Off-page works best when it’s tied to your prompt set. If you change or expand your prompts, the “most important” sources can change too.
Step 2. Decide which off-page surface to focus on first
Use this decision guide:If “best X” lists and publishers dominate → start with Editorial
Editorial is best when AI answers cite listicles, reviews, and roundups.If structured listing sites dominate → start with Directories
Directories are best when your industry relies on structured databases or review-style directories (industry-agnostic or industry-specific).If Reddit/forums/community dominate → start with Social
Social is best in categories where UGC is heavily cited (often DTC and consumer purchase prompts).You don’t need to do all three every week. Pick one surface, do a small cadence, then measure week over week.
Step 3. Use Editorial
Go to Off-page → Editorial. Editorial is a list of third-party articles and domains that are actively being cited by AI for your tracked prompts. It filters down to targets that are most likely to matter for visibility.How to work the Editorial list
- Start with the highest-impact targets. Prioritize sources that show up repeatedly for your prompt set.
- Open the page and confirm the gap. Confirm competitors are included and you are not (or your listing is weak/outdated).
- Find the right inclusion path. Look for the author/editor, submission form, editorial guidelines, or update process.
-
Request inclusion with specific, evidence-backed language.
Focus on:
- what you do and who you’re for,
- what differentiator matters for the criteria the list is using,
- and proof signals (certifications, policies, benchmarks, pricing clarity, etc.).
Step 4. Use Directories
Go to Off-page → Directories. Directories are listing sources that AI often treats as structured evidence. Some are industry-agnostic; others are industry-specific (for example, legal directories like superlawyers.com).How to work the Directories list
- Start with directories that are clearly influencing your category. If a directory appears repeatedly in citations for your prompt set, it’s usually worth prioritizing early.
-
Get listed (or strengthen your listing).
Focus on adding language that matches how AI answers rank options:
- clear positioning (who you’re for),
- concrete differentiators,
- proof signals,
- “best for” framing.
- Avoid vague marketing language. Directory listings tend to work best when they read like structured facts.

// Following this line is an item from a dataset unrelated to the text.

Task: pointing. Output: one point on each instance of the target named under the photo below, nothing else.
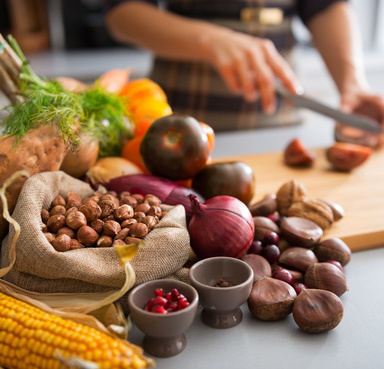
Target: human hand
(249, 65)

The goal is not just a link. It’s to add accurate, differentiated language to a source AI already trusts.
Step 5 — Use Social (formerly Engage)
Go to Off-page → Social. Social is a list of community pages (Reddit, forums, LinkedIn, etc.) that are actively being cited by AI for your tracked prompts. UGC importance varies by industry:- some categories rely heavily on community sources,
- others barely cite them at all.
Two ways teams use Social
- Participate in existing threads that AI already trusts. Add helpful, factual language that matches what users are asking. The goal is to shape the narrative and decision criteria in a trusted source.
- Use threads as inspiration for your own social content. Learn what questions repeat, what objections come up, and what “best for” language is repeated—then publish your own posts on the platforms AI is citing.
In many cases, links matter less than the language itself. The goal is to get accurate, differentiated language about your brand and products into places AI already trusts.
Step 6 — Measure impact (week over week)
After you do off-page work, measure impact in three places:- Analytics → Citations
- Are the driver sources shifting?
- Are you appearing more often in the sources that matter?
- Analytics → Prompts
- Did visibility improve on the prompt clusters those sources influence?
- Did prominence improve (lower is better)?
- Home
- Are citation rate and visibility moving in the right direction?
No single off-page action is guaranteed to increase visibility. Outcomes depend on whether the source remains cited for your prompts, whether your mention is aligned with the criteria the answer uses, and whether competitor sources still dominate. Meridian helps you focus on the sources that are most likely to compound.